The TOE-2 DEP Domain Promotes The Q.pp Apoptotic Fate and may Function in the Nucleus
TOE-2 localizes to the plasma membrane and centrosomes of dividing cells of the Q lineage, and to the Q, Q.a and Q.p nuclei during interphase. Because the DEP domains of other molecules function in GPCR signaling at the membrane,Citation22 we expected the TOE-2 DEP domain to be important for membrane localization, but found that TOE-2 lacking its DEP domain still localized normally. The DEP domain, however, was required to promote apoptosis in Q.pp but not the asymmetry of the Q.a division. As mentioned above, when we removed the portion of TOE-2 that contains MAP kinase docking sites, TOE-2 failed to localize to the membrane and accumulated at higher levels in the nucleus, being found in the cytoplasm only during division when the nuclear envelope was not intact. While we were unable to find a convincing nuclear localization signal sequence in TOE-2, the deleted region contained a putative nuclear export signal (E266-E279) that could mediate an interaction between TOE-2 and the exportin XPO-1. This may explain why the MAP kinase docking site deleted protein, which also lacks the putative nuclear export signal, accumulated in the nucleus. Although we did not detect the wild-type TOE-2 in the nucleus of Q.pp, we did detect, in the Q.pp nucleus, the mutant protein lacking the MAP kinase docking sites and the export signal. It is possible that Q.pp normally expresses wild-type TOE-2 at levels too low to detect. At this point, we do not know whether TOE-2 acts in Q.p or Q.pp to specify the Q.pp apoptotic fate.

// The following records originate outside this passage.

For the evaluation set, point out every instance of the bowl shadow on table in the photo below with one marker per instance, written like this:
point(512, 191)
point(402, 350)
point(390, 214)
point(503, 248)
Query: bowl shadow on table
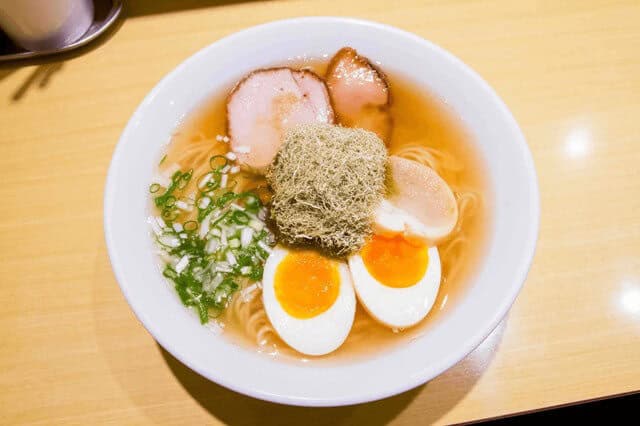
point(153, 7)
point(234, 408)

We speculate that TOE-2 has a nuclear function that promotes the apoptotic fate of Q.pp, and that this function requires interaction between the DEP domain of TOE-2 and proteins in the nucleus (). Physical interaction screens identified the small GTPase RAN-1 as a TOE-2 interacting protein.Citation23,24 RAN regulates microtubule nucleation during mitotic spindle formationCitation25 and also controls nuclear import of RNA and proteins.Citation26,27 While mutations in toe-2 do not affect cell-size asymmetry between the daughters of Q.pp, we speculate that nuclear localization of TOE-2 is important for Q.pp apoptosis. One hypothesis is that RAN-1 interaction with TOE-2 mediates TOE-2 localization to the nucleus.

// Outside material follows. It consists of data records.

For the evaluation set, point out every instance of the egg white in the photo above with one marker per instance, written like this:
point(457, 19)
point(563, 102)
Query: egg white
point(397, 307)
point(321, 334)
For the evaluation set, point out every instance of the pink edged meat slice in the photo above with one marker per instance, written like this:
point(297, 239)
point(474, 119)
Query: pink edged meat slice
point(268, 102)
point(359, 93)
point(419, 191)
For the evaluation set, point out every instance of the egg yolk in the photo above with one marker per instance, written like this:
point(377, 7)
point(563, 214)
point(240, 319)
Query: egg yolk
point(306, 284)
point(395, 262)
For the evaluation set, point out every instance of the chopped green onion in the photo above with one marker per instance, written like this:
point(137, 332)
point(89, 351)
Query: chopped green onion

Although there is little evidence for DEP domain function in the context of the nucleus, one exception is the Wnt signaling protein Dishevelled. Vertebrate Dishevelleds have been observed in the nucleus.Citation28,29 Furthermore, Dishevelleds were shown to be part of a nuclear complex with TCF, and its presence in this complex was required for expression of Wnt-target genes.Citation30 It would be interesting to see whether Dishevelled has a DEP-dependent nuclear function in the cells studied by Gan et al.Citation30
The mammalian homolog with the most closely related DEP domain to TOE-2 is DEPDC1B. Until recently, little was known about the function of DEPDC1B, but it was recently implicated in canonical Wnt signaling.Citation31 When in a complex with the corepressor Groucho, the transcription factor T-Cell Factor (TCF) represses the expression of Wnt target genes; however, when β-catenin accumulates as a result of Wnt signaling, it enters the nucleus, binds TCF and activates the expression of Wnt target genes.Citation32 Reduction in DEPDC1B function led to decreased expression of TCF induced transcripts, and increased DEPDC1B levels increased expression of those transcripts.Citation31
These connections between DEP domain containing proteins and Wnt signaling are particularly interesting because the altered fates of the Q.p and Q.pp cells of toe-2 mutants reflect posterior to anterior cell transformations, a hallmark of mutants defective in Wnt signaling.Citation33 In toe-2 mutants, Q.p can acquire a Q.a fate, and Q.pp can acquire a Q.pa fate. When the surviving Q.pp cell does not acquire the Q.pa fate, it sometimes expresses markers of one of its nieces, the daughters of Q.pa. It expresses the anterior daughter A/PVM touch receptor neuron marker more often than the posterior daughter SDQ interneuron marker. This prevalence of the A/PVM marker expression is the opposite of the expression of these markers in the surviving Q.pp of ced-3 mutants: the SDQ marker is expressed more frequently than the A/PVM marker. Taken together, these findings suggest that in the Q and Q.p divisions, TOE-2 promotes the posterior fates of the daughter cells produced by these divisions. The data also argue that TOE-2 and CED-3 promote the Q.pp apoptotic fate in different ways.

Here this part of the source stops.